Generally speaking, river currents tend to be strongest on the outside of a corner, so it is beneficial to cross the river between turns to avoid the currents. This will also make a tight turn more manageable, since the shallow side will be to the inside of the corner, giving paddlers the ability to “sweep” their strokes on the outside to make the turn. Where the crossing occurs can affect how much speed you lose in the middle of the river. Crossings should take place at strategic points, often near an obstacle that was providing an eddy, or at a narrowing of the river where the distance in the current can be covered quickly. When completing river crossings, it is helpful to put more power on the paddle and take an angle that doesn’t leave the paddler fighting the current any longer than necessary. While it doesn’t pay to be perpendicular to the current and head straight between banks, a 45-degree angle while crossing is a good rule of thumb when trying to find the best line.
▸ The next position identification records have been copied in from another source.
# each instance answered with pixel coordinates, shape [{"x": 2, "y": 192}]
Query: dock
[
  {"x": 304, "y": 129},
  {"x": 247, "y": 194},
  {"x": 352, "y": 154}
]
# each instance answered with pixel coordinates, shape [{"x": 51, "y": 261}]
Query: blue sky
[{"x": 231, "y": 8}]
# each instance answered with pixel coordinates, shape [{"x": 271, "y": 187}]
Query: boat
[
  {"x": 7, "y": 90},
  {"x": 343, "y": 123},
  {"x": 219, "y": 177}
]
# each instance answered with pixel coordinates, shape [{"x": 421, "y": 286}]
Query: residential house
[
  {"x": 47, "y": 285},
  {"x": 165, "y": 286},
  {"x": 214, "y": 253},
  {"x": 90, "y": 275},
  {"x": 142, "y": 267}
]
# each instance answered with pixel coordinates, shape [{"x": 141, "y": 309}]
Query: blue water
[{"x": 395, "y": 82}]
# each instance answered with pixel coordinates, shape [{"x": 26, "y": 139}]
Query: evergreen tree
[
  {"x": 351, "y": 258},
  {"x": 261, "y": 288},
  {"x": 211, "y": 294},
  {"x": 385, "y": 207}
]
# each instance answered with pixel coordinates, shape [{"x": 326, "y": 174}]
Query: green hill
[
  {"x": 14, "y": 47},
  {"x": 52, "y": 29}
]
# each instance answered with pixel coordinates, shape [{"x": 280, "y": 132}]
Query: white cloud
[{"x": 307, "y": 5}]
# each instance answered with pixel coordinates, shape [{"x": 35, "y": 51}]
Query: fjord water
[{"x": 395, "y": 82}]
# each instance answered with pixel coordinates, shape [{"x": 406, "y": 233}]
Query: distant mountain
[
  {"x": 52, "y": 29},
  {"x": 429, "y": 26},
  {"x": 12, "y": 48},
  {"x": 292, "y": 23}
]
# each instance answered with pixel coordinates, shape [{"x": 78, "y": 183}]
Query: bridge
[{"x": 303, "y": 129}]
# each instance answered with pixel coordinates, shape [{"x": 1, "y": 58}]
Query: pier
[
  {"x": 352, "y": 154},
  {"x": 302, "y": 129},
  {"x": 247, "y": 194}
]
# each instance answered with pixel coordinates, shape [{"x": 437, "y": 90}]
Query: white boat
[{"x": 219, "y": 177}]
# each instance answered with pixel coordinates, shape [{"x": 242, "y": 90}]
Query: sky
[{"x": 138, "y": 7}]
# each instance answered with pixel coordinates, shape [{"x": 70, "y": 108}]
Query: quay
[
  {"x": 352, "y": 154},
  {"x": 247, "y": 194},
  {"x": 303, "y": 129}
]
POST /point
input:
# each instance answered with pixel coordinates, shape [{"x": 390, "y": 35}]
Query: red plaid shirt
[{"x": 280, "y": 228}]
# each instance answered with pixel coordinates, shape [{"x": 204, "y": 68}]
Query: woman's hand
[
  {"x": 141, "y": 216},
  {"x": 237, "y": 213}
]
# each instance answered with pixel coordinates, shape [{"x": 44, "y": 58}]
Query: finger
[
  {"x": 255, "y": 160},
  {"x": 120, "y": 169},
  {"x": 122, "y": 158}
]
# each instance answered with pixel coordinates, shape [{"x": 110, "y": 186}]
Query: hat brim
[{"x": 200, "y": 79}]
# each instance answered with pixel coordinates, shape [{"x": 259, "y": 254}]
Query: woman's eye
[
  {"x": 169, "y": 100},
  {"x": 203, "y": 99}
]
Once paddlers get a knack for paddling close to shore and crossing rivers, cornering in the current can be the next challenge to overcome. In the zeal to stay out of the flow, paddlers often don’t anticipate how hard the current will catch the bow when they get to the apex of the corner. By not anticipating the push of the water, the bow of the canoe is pushed downstream, which causes the stern to be angled towards shore, making the turn difficult if not impossible. The key when corning upstream is to keep the stern further away from shore than the bow at the beginning of the turn. By setting up at an angle going into the turn, the actual corner will require less steering than it would otherwise. This will help you maintain speed, which also makes completing the turn easier.
Practice will take upstream paddling from a mundane chore to a fun challenge. Mastery will take time, but overall skill, technique and strength will improve. If you haven’t had a chance to try it yet, get out there this summer and see what the river looks like when going “the wrong way.”